Genus Dendrocygna – Swainson, 1837 – eight species
| Common name | Scientific name and subspecies | Range | Size and ecology | IUCN status and estimated population |
|---|---|---|---|---|
| West Indian whistling duck | Dendrocygna arborea (Linnaeus, 1758) | Cuba, the Cayman Islands, Antigua and Barbuda, Jamaica, Hispaniola (both the Dominican Republic and Haiti), and Puerto Rico. | Size: Length of 48 to 58 cm (19 to 23 in). The female weighs from 800 to 1,320 g (1.76 to 2.91 lb) and the male weighs from 760 to 1,240 g (1.68 to 2.73 lb) Habitat: Diet: | NT 6,000 - 15,000 |
| Wandering whistling duck | Dendrocygna arcuata (Horsfield, 1824) Three subspecies D. a. arcuata (Horsfield, 1824) ; D. a. australis (Reichenbach, 1850) ; D. a. pygmaea (Mayr, 1945) ; | Australia, the Philippines, Borneo, Indonesia, Papua New Guinea, and the Pacific Islands | Size: 54–60 cm in height and weigh on average 750 grams. Habitat: Diet: | LC |
| Black-bellied whistling duck | Dendrocygna autumnalis (Linnaeus, 1758) Two subspecies D. a. autumnalis (Linnaeus, 1758) ; D. a. fulgens (Friedmann, 1947) ; | southernmost United States, Mexico, and tropical Central to south-central South America | Size: Length ranges from 47 to 56 cm (19 to 22 in), body mass from 652 to 1,020 g (1.437 to 2.249 lb), and wingspan ranges from 76 to 94 cm (30 to 37 in). Habitat: Diet: | LC |
| Fulvous whistling duck | Dendrocygna bicolor (Vieillot, 1816) | Mexico and South America, the West Indies, the southern United States, sub-Saharan Africa and the Indian subcontinent. | Size: 45–53 cm (18–21 in) long; the male weighs 748–1,050 g (26.4–37.0 oz), and the female averages marginally lighter at 712–1,000 g (25.1–35.3 oz) Habitat: Diet: | LC |
| Plumed whistling duck | Dendrocygna eytoni (Eyton, 1838) | Australia. | Size: Measuring 42–60 cm (16.5–23.5 in) and weighing around one kilogram (2.2 lb) Habitat: Diet: | LC 66,700-667,000 |
| Spotted whistling duck | Dendrocygna guttata (Schlegel, 1866) | Indonesia, New Guinea, Australia and the Philippines | Size: 43–50 cm tall. Males can weigh anywhere from 590g to 650g while females weigh 610g to 860g. Habitat: Diet: | LC 6,700 - 17,000 |
| Lesser whistling duck | Dendrocygna javanica (Horsfield, 1821) | Indian subcontinent and Southeast Asia. | Size: Habitat: Diet: | LC 133,000-1,330,000 |
| White-faced whistling duck | Dendrocygna viduata (Linnaeus, 1766) | sub-Saharan Africa and much of South America. | Size: Habitat: Diet: | LC 1,410,000-1,700,000 |

== Description ==
Whistling ducks are found in the tropics and subtropics. As their name implies, they have distinctive whistling calls.

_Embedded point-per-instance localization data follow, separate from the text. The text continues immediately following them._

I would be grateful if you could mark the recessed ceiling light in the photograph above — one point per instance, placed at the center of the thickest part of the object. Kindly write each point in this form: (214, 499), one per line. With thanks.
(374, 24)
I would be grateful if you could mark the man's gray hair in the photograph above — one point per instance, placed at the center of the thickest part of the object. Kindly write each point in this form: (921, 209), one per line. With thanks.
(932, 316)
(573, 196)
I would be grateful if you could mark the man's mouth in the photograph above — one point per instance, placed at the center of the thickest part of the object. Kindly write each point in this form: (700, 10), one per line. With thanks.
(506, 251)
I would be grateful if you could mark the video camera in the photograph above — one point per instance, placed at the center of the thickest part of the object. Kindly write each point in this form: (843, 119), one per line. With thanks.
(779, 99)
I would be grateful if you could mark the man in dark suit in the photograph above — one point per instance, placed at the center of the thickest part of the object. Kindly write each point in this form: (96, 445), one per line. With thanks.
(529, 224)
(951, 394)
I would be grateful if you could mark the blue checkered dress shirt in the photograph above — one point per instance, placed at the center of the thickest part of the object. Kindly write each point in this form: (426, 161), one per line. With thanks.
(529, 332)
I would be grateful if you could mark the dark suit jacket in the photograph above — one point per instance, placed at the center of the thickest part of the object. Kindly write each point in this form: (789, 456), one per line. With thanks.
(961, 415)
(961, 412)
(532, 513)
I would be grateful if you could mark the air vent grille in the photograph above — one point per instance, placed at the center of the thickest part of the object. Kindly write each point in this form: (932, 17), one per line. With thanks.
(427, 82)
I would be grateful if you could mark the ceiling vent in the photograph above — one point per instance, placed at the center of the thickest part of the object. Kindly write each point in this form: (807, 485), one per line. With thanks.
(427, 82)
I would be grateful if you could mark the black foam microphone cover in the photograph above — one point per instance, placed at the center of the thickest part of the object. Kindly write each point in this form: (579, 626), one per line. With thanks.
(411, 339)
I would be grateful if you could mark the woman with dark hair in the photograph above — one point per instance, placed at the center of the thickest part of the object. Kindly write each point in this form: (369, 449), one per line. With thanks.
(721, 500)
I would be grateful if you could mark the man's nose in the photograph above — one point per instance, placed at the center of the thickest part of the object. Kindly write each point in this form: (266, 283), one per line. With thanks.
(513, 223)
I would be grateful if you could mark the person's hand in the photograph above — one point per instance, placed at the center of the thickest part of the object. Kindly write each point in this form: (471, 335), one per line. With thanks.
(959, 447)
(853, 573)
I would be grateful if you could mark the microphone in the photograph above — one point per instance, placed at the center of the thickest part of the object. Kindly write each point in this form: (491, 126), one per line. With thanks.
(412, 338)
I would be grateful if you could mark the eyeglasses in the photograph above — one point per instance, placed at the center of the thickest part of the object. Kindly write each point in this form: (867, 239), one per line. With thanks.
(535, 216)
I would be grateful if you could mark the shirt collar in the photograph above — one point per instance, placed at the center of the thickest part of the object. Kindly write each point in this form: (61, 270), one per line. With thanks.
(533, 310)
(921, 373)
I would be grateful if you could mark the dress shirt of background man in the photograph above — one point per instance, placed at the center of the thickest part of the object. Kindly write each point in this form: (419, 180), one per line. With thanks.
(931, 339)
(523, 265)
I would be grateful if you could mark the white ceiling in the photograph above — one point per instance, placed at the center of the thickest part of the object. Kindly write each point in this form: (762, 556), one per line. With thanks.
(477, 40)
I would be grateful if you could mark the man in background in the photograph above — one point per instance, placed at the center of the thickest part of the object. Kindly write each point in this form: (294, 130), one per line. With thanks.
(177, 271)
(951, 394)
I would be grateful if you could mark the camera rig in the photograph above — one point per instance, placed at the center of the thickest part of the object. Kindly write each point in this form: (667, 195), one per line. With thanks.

The whistling ducks have long legs and necks, and are very gregarious, flying to and from night-time roosts in large flocks. Both sexes have the same plumage, and all have a hunched appearance and black underwings in flight.

After breeding and pairing with a female, male whistling ducks (especially within the Fulvous whistling duck species) will often help with the construction of nests and will take turns with the female incubating the eggs.